Prediction: 26-56, 14th in Western Conference
Oklahoma City Thunder
2020-21 season: 22-50 (14th in West), 30th in offense, 26th in defense
Where we left off:
How does 1-23 in their final 24 games of last season sound? Like perfectly executing the tanking process if you ask me.
It was more of the same, as the Thunder focused mostly on increasing their enviable hoard of future draft picks and less on whatever the current roster looks like.
- Traded C Al Horford, C Moses Brown and a future second-rounder to Boston for PG Kemba Walker, a future second-round pick and the 16th pick
- Traded 16th pick to Houston for two future first-round picks
- Traded 36th and 34th picks to New York for 32nd
- Drafted Josh Giddey (sixth), Tre Mann (18th), Jeremiah Robinson-Earl(32nd) and Aaron Wiggins (55th)
One unfortunate development was the Thunder coming away from the draft lottery with just the sixth and 18th picks; there were scenarios where they could have picked first and fifth. As a result, Oklahoma City was left with just one top-tier prospect in Giddey.
The Thunder also traded out of a chance to take Turkish big man Alperen Şengün at 16 to get two protected future firsts, and I think they may regret that. Şengün can play, and the two picks, heavily protected ones from Detroit and Washington, may not convey for years — or become firsts at all.
One Big Question: When does the process turn into wins?
The Thunder are going to be awful this year, and as they keep recycling useful players into future draft picks, it’s fair to start asking how much longer this awfulness will extend. Running a de facto sequel to The Process, Oklahoma City still doesn’t have its Embiid to trigger a franchise U-turn; landing sixth in the lottery was a tough pill to swallow in that respect.
One suspects the team might have 2023 circled as a time to make a charge in the standings, when the team will have ample cap room, nine recent first-round picks on the roster and will likely be more than sick of getting their brains beat in.
When you have that many 1st round picks, you have to run into a gem or two by mistake if nothing else. Throw in the fact that this franchise has been money on drafting stars and MVP’s (Durant, Westbrook, Harden) I like the chances of the Thunder returning to prominence by 2024.

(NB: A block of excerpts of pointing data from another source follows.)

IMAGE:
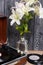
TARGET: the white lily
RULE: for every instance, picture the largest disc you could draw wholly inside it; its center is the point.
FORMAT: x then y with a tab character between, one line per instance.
41	13
15	17
21	8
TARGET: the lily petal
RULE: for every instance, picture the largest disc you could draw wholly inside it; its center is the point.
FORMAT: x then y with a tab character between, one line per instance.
18	22
12	22
41	13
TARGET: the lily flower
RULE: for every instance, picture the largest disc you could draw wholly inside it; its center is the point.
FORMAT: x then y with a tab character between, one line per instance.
15	17
41	13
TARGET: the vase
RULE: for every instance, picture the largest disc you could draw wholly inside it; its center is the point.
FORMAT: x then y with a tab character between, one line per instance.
22	45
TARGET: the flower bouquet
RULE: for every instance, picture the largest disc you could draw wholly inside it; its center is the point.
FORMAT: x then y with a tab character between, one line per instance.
21	14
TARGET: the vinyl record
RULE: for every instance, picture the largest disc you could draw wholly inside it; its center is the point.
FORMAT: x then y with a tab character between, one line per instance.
33	58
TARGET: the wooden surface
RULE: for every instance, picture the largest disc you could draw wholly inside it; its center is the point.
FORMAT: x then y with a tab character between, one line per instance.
24	60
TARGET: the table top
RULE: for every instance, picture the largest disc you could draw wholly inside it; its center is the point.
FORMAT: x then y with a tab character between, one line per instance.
24	60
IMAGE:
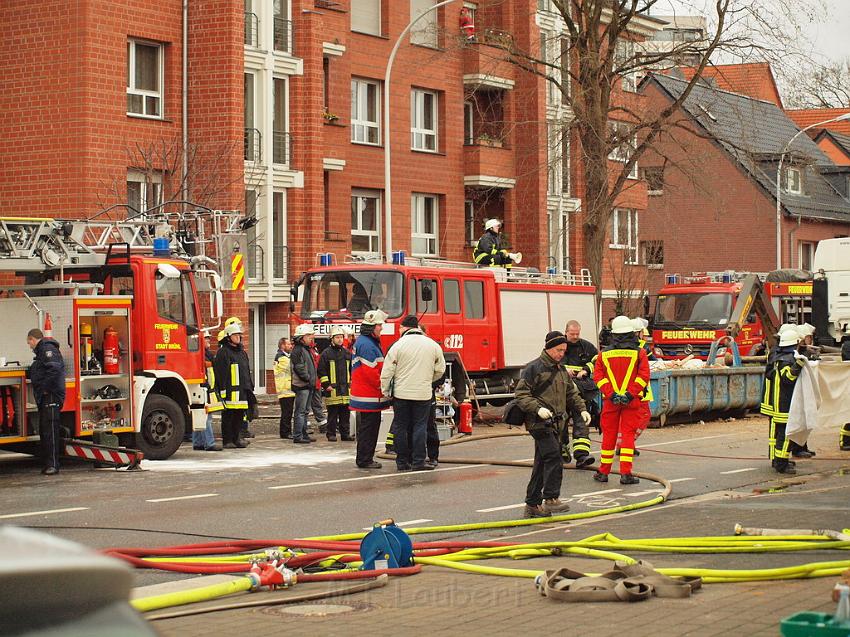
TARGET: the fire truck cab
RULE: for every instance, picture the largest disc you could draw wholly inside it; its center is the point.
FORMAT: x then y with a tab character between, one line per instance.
489	322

Because the Thunder were somewhat competitive for the first half of last season, I think people might be sleeping on how bad this team could be in 2021-22. Only four players project to be above replacement level, although the rookie Giddey would presumably make it five, and one of them (Favors) may not be around for long. Gilgeous-Alexander provides some kind of floor, but he would have to be a top-20 player in the league to get this team to 25 wins.
The Thunder were 30th in offensive efficiency last year and almost certainly will be again, as there is no shooting whatsoever (seriously, look at this roster) and limited shot creation beyond Gilgeous-Alexander. Dort, Gilgeous-Alexander, Williams and Favors can ensure a higher standard at the defensive end, but everyone else is either a certified bad defender, below legal drinking age or both.
In the worst-case scenario, any extended absence by Gilgeous-Alexander immediately creates the potential for the Thunder to be one of the worst teams in history. Of course, what’s “bad” is actually “good” in some ways given this team’s incentives, but the Thunder need to see some light at the end of the tunnel.